Un gioco da ragazzi
A 14 anni questi ragazzini in balia di tempeste ormonali e spesso vittime di genitori assenti o troppo assillanti (tante volte separati e incancreniti nella loro
immaturità post sesantottina) sono come crisalidi indurite dalla società dei videogiochi e del gratta e vinci, dalla società dei vuoti contenitori televisivi e della politica malata di protagonismo,
o della scuola dell’indifferenza e dei libri di testo unidirezionali. A 15-16 anni sono povere animelle incolte senza esperienza e senza speranza, in procinto di sperimentare qualche scuola un po’

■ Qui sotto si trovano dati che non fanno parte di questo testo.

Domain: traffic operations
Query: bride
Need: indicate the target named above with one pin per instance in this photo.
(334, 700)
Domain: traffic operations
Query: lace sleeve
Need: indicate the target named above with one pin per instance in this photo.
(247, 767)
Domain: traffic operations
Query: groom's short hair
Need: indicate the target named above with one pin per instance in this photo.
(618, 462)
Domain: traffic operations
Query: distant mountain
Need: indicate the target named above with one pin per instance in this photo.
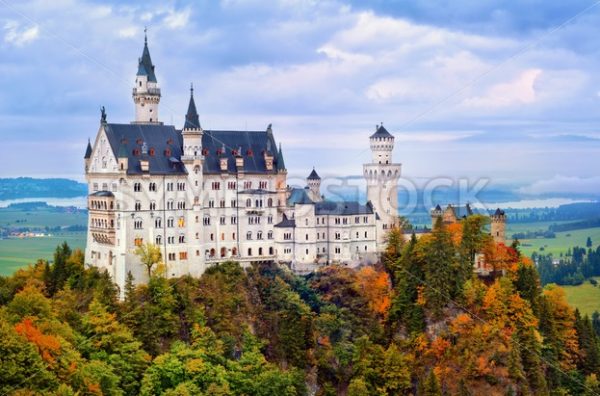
(27, 187)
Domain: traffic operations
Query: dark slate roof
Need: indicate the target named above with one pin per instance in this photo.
(192, 121)
(461, 211)
(145, 66)
(286, 223)
(299, 196)
(102, 194)
(346, 208)
(88, 150)
(314, 175)
(381, 132)
(253, 144)
(279, 160)
(125, 138)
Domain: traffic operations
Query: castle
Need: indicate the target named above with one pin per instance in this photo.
(206, 196)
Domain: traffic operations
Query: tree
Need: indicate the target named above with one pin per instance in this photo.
(149, 255)
(440, 267)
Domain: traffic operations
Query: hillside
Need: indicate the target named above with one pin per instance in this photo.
(27, 187)
(397, 328)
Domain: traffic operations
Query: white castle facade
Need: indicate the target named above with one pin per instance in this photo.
(207, 196)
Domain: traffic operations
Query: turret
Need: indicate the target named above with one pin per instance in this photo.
(314, 185)
(498, 226)
(146, 93)
(192, 132)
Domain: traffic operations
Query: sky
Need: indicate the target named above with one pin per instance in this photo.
(496, 90)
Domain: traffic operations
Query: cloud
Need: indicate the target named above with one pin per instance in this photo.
(564, 184)
(128, 32)
(519, 91)
(18, 36)
(177, 19)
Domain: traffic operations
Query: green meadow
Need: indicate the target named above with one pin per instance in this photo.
(16, 253)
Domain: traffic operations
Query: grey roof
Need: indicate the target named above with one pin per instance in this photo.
(253, 144)
(145, 66)
(88, 150)
(381, 132)
(461, 211)
(313, 175)
(299, 196)
(192, 121)
(342, 208)
(102, 194)
(286, 223)
(164, 141)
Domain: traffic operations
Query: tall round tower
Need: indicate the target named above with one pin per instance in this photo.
(382, 182)
(146, 93)
(498, 226)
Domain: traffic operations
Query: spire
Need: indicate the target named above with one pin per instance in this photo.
(313, 175)
(88, 150)
(280, 163)
(192, 120)
(145, 66)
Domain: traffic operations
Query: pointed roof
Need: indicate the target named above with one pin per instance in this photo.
(381, 132)
(313, 175)
(88, 150)
(192, 121)
(145, 66)
(280, 163)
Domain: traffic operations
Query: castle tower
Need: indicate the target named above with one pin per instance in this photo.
(498, 226)
(382, 182)
(146, 93)
(436, 213)
(314, 185)
(192, 147)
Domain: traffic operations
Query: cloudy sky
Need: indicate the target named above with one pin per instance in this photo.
(503, 90)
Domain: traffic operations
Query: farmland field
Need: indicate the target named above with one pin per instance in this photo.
(16, 253)
(586, 297)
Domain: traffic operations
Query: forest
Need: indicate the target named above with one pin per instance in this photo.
(419, 323)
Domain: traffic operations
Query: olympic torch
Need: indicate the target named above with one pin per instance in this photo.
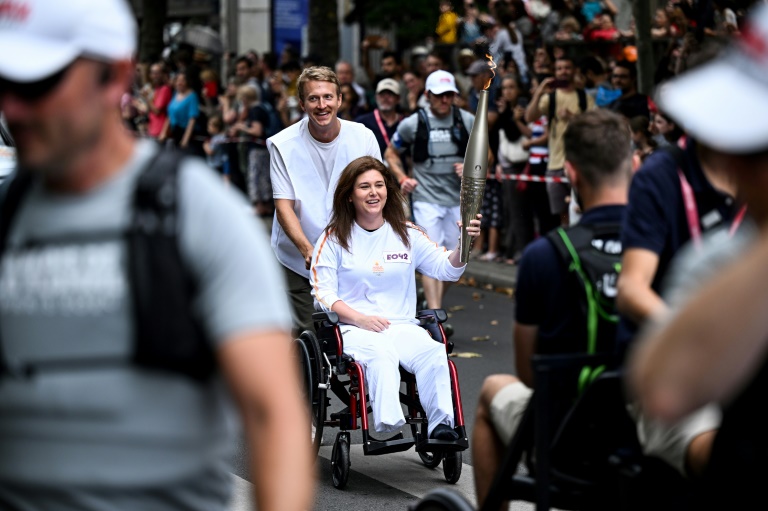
(475, 169)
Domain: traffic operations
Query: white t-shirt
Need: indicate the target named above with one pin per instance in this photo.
(376, 276)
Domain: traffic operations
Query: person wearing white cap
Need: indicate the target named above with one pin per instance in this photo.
(384, 119)
(437, 140)
(712, 348)
(95, 414)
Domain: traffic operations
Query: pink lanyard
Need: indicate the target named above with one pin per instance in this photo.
(692, 212)
(381, 126)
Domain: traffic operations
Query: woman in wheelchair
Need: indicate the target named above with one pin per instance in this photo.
(363, 269)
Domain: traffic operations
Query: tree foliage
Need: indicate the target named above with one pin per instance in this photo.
(413, 20)
(324, 30)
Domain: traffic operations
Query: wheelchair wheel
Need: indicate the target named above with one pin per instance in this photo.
(442, 499)
(340, 462)
(430, 459)
(311, 367)
(452, 463)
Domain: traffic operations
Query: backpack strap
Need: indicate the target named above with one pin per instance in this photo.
(552, 107)
(14, 193)
(459, 132)
(167, 335)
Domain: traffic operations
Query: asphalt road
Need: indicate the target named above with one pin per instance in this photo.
(482, 320)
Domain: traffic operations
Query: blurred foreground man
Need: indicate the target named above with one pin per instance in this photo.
(130, 315)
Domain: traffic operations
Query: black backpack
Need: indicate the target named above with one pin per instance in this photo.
(553, 106)
(168, 336)
(459, 136)
(593, 254)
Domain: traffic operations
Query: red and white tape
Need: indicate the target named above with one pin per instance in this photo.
(530, 178)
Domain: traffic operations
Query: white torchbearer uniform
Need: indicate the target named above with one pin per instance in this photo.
(376, 278)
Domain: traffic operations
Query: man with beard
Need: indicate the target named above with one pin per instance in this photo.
(631, 103)
(306, 160)
(384, 119)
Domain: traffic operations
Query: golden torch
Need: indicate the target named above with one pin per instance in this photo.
(475, 167)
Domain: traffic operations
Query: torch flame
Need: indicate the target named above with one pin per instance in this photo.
(492, 65)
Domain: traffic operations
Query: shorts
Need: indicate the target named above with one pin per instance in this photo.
(507, 408)
(557, 192)
(669, 442)
(439, 222)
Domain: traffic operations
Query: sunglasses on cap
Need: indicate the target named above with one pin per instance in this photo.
(32, 91)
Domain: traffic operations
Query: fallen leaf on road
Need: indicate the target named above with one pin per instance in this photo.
(506, 290)
(465, 354)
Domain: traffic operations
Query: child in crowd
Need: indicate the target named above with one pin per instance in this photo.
(215, 148)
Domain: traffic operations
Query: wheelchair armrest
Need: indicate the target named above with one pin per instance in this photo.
(438, 315)
(327, 318)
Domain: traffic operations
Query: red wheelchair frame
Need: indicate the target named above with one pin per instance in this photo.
(323, 361)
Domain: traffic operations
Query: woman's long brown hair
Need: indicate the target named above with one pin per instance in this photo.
(343, 215)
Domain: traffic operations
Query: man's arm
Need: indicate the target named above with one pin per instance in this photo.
(709, 350)
(288, 220)
(525, 346)
(635, 298)
(262, 374)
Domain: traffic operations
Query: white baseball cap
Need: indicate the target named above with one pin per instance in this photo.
(440, 82)
(724, 103)
(41, 37)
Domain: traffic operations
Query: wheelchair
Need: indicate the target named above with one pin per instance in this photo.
(588, 458)
(326, 368)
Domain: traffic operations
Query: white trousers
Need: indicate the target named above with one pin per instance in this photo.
(380, 354)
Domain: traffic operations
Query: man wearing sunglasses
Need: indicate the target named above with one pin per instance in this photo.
(436, 138)
(86, 423)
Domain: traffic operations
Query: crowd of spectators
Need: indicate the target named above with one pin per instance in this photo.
(184, 102)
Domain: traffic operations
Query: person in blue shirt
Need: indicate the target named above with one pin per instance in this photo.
(548, 315)
(657, 226)
(183, 113)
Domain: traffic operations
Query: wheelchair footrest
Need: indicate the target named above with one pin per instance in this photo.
(431, 445)
(373, 447)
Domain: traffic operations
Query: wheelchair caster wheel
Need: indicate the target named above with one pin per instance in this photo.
(452, 467)
(431, 459)
(340, 460)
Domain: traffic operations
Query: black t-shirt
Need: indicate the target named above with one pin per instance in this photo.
(257, 113)
(549, 296)
(656, 218)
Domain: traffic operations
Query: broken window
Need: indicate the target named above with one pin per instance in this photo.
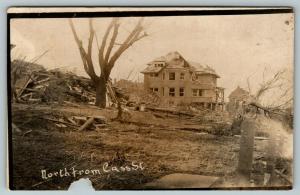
(172, 76)
(172, 92)
(181, 91)
(200, 92)
(197, 92)
(171, 103)
(182, 76)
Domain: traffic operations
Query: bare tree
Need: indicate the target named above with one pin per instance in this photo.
(278, 83)
(106, 58)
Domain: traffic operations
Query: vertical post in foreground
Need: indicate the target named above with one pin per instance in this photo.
(246, 147)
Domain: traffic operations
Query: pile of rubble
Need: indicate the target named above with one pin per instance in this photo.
(31, 118)
(35, 84)
(32, 83)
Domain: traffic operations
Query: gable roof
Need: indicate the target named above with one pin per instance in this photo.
(175, 60)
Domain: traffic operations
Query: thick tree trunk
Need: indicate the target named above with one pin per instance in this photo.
(101, 92)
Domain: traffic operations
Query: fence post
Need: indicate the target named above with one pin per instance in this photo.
(246, 147)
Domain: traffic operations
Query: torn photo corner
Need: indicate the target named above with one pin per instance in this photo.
(150, 98)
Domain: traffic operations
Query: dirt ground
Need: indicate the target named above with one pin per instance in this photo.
(157, 143)
(161, 144)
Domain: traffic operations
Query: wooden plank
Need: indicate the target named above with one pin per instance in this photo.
(87, 124)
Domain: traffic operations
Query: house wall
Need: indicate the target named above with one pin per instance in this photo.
(207, 83)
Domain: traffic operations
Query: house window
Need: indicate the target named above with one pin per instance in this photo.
(171, 103)
(154, 90)
(197, 92)
(172, 76)
(182, 76)
(153, 74)
(200, 92)
(172, 92)
(181, 91)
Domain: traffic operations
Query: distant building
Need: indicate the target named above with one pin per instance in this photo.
(176, 80)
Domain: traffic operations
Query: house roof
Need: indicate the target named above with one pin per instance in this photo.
(239, 92)
(175, 60)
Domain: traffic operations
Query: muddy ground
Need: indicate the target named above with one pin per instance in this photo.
(163, 144)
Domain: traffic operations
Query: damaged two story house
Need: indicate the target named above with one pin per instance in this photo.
(176, 81)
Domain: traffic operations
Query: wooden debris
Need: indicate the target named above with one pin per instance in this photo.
(15, 128)
(87, 124)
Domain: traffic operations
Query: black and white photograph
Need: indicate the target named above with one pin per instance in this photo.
(141, 98)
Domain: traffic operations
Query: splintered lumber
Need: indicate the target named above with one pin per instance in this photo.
(58, 121)
(87, 124)
(246, 147)
(169, 111)
(42, 81)
(24, 86)
(111, 92)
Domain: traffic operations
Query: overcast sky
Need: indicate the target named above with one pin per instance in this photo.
(235, 46)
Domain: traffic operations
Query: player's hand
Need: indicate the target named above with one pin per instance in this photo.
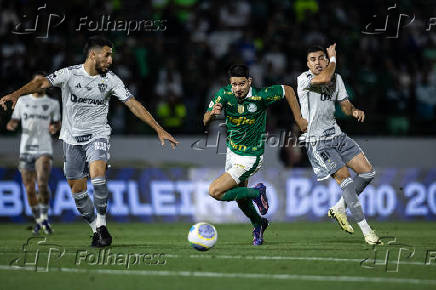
(217, 108)
(164, 135)
(359, 115)
(11, 97)
(11, 125)
(331, 50)
(302, 124)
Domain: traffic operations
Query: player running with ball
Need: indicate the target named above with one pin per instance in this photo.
(330, 151)
(86, 91)
(245, 112)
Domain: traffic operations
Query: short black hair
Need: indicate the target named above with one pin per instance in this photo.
(315, 48)
(238, 70)
(94, 42)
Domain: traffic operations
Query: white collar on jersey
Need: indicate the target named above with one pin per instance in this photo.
(82, 67)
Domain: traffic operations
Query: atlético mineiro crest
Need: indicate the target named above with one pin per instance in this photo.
(102, 87)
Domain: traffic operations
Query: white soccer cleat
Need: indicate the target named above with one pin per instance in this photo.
(372, 239)
(341, 218)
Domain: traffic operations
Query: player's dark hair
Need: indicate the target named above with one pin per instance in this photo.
(238, 70)
(39, 73)
(96, 42)
(316, 48)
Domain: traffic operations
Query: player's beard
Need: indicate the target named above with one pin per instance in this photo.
(100, 69)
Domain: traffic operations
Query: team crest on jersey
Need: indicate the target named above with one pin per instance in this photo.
(241, 109)
(252, 108)
(102, 87)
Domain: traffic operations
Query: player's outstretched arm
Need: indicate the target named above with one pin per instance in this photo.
(325, 76)
(349, 110)
(210, 115)
(39, 82)
(141, 112)
(295, 107)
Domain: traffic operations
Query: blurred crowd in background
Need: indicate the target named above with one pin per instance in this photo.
(175, 69)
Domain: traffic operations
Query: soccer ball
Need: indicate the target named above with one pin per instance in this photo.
(202, 236)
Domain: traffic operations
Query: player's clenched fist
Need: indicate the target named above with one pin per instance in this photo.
(217, 108)
(359, 115)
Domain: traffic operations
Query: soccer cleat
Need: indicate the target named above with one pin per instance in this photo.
(105, 237)
(262, 200)
(95, 243)
(372, 239)
(36, 229)
(341, 218)
(46, 227)
(258, 232)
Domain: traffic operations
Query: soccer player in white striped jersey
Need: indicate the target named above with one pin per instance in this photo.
(40, 117)
(86, 91)
(330, 151)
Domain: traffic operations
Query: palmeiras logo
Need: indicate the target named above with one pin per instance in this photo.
(102, 87)
(252, 108)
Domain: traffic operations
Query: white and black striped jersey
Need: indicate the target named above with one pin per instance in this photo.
(318, 105)
(36, 114)
(85, 102)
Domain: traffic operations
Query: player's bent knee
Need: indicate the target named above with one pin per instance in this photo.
(214, 191)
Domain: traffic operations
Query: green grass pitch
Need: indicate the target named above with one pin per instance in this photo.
(294, 256)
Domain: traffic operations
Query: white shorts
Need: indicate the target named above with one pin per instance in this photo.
(242, 167)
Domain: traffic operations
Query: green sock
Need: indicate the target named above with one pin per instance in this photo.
(247, 207)
(238, 193)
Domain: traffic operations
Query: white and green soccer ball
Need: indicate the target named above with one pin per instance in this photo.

meno noiosa che possa destare in loro un barlume di interesse che non sia soltanto quello per il motorino o per gli stupefacenti a buon mercato (ahimé!). A 17 anni sono in lotta con brufoli e cotte
sempre difficili da gestire, nella mancanza di riferimenti veri e nell’apatia di chi si rende conto che impegnarsi fino al mal di testa potrà non bastare più. Un annetto dopo, nella prospettiva di
doversi trascinare dietro una vita allungata e acquosa, questi ragazzi recano con sé un mondo pesante di tensioni non risolte e di moderne paure che non raramente trovano conforto solo in rimedi
artificiali e spesso distruttivi.
Ancora devono iscriversi all’università ma sanno che potenzialmente potrebbero entrare in parlamento, sanno che importanti ed espertissimi
avvocati, notai, ingegneri, medici ed economisti potrebbero un giorno doverli chiamare onorevoli. Già, onorevoli fanciulli alla mercé di vecchi marpioni che ovviamente saprebbero farsi gioco di loro
orientandoli e manipolandoli a piacimento. Va da sé che un parlamentare diciottenne o anche ventenne avrebbe problemi di studio, perché a quell’età una laurea non è ancora conseguibile, o non
seriamente. Va da sé che una laurea giovane significa ancora poco, perché ha ragione chi dice che la conclusione degli studi (ufficiali) rappresenta il vero inizio e non una meta definitiva. Va da sé
che a diciotto anni l’esperienza è quella che è, quando a quaranta potrebbe non essere sufficiente per pensare più in grande come forse è richiesto a chi deve gestire affari pubblici si presume
complessi. Va da sé che oggi a diciotto anni anche i ragazzi più in gamba sono molto fragili, affettivamente ma soprattutto nella capacità di gestire le tensioni, nello scontro con chi ha sensibilità
e convinzioni diverse dalle loro. Va da sé che il titolo di onorevole verrebbe svilito al punto da mutare di significato nei dizionari futuri, fino a scomparire. Va da sé, allora, che davanti al
Parlamento (uso ancora la maiuscola) si potrebbero formare lunghe file come ai provini del grande fratello, e a quel punto nell’immaginario pubblico il cuore politico della nazione diventerebbe una
casa chiusa con telecamere tutt'altro che nascoste a cui tanti acerbi dotati di parlantina e arroganza potrebbero aspirare fin troppo comodamente. Naturalmente ho parlato per paradossi, ma la
sostanza mi sembra chiara.
Ben vengano certi “rottamatori” ispirati, ma la sensazione sgradevole è che si stia andando verso Parlamenti baby, o verso Parlamenti in cui, come dicevo, il carisma dei soliti vegliardi della
politica si farebbe sentire non poco sui novellini di turno (che verosimilmente non sarebbero diciottenni ma venticinquenni si!). Verrebbero così scavalcati anche i più onesti e convinti
“rottamatori”, e si tornerebbe a vecchi circoli viziosi e ad antiquate situazioni ristagnanti, che uscite dalla porta, rientrerebbero comodamente dalla finestra! Scenario apocalittico? Forse, ma a
volte non fidarsi è meglio.
Il conforto viene dal pubblico, ossia dalla gente che non potremo più chiamare “comune”, poiché, per la prima volta, se le cose andassero in un certo modo i vip cosiddetti non avrebbero più ragione
di esistere non potendo, un diciottenne o un venticinquenne della politica, confrontarsi con un economista vero (non parlamentare): ho sentito diverse persone intelligenti dalla mente aperta (altro
che certi buzzurri sotto le palme di un'isola sperduta) affermare che no, individui di diciotto anni ma neppure di venti o venticinque oggi (dico oggi) potrebbero assumere ruoli complessi senza
svilirne pericolosamente il prestigio. Chiaramente, certi ruoli diventerebbero solo “di facciata” e il marketing dei rampolli entrerebbe imperante nella politica. Ancora di più. E la voglia di
evadere le tasse e di fregarsene di uno Stato siffatto aumenterebbe in un numero crescente di cittadini.